Une chose est sûre, il est beaucoup plus simple d’écarter un coach que de changer toute l’équipe. "Les joueurs sont une donnée invisible mais qui pèse lourd dans la balance", avance l’ancien dirigeant questionné par Médias24. Lorsque les cadres de l’équipe montent au créneau et expriment une certaine lassitude, incompréhension ou mésentente avec leur entraîneur, le président est obligé de prendre en considération ce ressenti.

"Si le coach est fraîchement nommé, le président peut tenir droit dans ses bottes en prônant la patience dans son discours à ses joueurs. Mais quand l’entraîneur est en place depuis un an ou 18 mois, le président ne peut plus ignorer le ressenti du vestiaire. Comme tout manager, le président pense avant tout à la pérennité du club", affirme notre interlocuteur. Même s’il n’est pas saugrenu que les présidents soient sourds aux réclamations de leurs joueurs. Dans ce cas, la situation peut rapidement s’envenimer.   

"C’est très rare que des joueurs traînent des pieds pour virer un coach", estime un dirigeant ayant requis l’anonymat. "D’habitude, les joueurs se donnent à fond, mais ils sont parfois capables d’organiser une ou deux défaites pour avoir la peau du coach. C’est extrêmement rare cependant", tient-il à nuancer.

Des éléments perturbateurs

Les difficultés financières d’un club peuvent également avoir pour incidence le limogeage d’un coach, au même titre que des éléments extérieurs au staff et aux dirigeants. "C’est une réalité mondiale : quand on veut réussir, on est forcément en compétition avec d’autres personnes qui t’empêchent de travailler tranquillement", considère un ancien entraîneur du Raja de Casablanca, entre autres clubs. 

"On te met des bâtons dans les roues pour que tu perdes de vue tes objectifs. Dans cette situation, on gaspille beaucoup d’influx nerveux et d’énergie. Les forces finissent par manquer au moment d’atteindre tes objectifs", complète-t-il. 
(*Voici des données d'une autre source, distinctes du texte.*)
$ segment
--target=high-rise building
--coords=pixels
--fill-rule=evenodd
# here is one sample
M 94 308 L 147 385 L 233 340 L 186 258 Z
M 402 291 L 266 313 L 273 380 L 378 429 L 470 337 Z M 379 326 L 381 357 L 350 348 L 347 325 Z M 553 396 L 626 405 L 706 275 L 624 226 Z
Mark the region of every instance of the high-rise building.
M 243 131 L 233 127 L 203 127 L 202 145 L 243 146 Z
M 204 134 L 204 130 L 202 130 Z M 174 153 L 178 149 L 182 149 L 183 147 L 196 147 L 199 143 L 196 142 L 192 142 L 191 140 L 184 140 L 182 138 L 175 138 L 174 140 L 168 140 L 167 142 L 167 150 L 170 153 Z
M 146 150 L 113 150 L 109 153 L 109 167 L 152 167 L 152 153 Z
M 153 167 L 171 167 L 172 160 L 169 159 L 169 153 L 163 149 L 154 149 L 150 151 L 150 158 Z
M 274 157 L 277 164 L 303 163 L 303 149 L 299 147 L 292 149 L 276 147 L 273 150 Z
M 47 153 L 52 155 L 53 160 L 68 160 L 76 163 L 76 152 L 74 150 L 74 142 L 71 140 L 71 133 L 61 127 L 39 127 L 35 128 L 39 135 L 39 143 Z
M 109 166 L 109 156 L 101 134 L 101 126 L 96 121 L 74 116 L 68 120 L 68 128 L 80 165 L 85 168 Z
Parfois, ce sont des raisons personnelles qui poussent l’entraîneur à démissionner de sa propre initiative. Comme le prouve la première expérience avortée de Juan Carlos Garrido à la tête du Wydad de Casablanca en 2020. Le coach espagnol avait quitté les Rouge et Blanc après une entame satisfaisante à défaut d’être brillante (3v 2n 2d), à cause de la crise sanitaire et de son envie de retrouver sa famille en Espagne.

En somme, "les entraîneurs sont conscients que se faire virer fait partie des risques du métier. Ils y sont toujours préparés", concède Patrick Cordoba. Cependant, ce phénomène mondial n’est pas empreint d’une grande cohérence pour les clubs.

Il est relativement complexe de travailler et de construire une ambition sur la durée en changeant chaque saison d’entraîneur ou même plusieurs fois lors d’une seule saison. Cela soulève la question de la politique sportive des équipes à moyen terme et des compétences des présidents et autres dirigeants.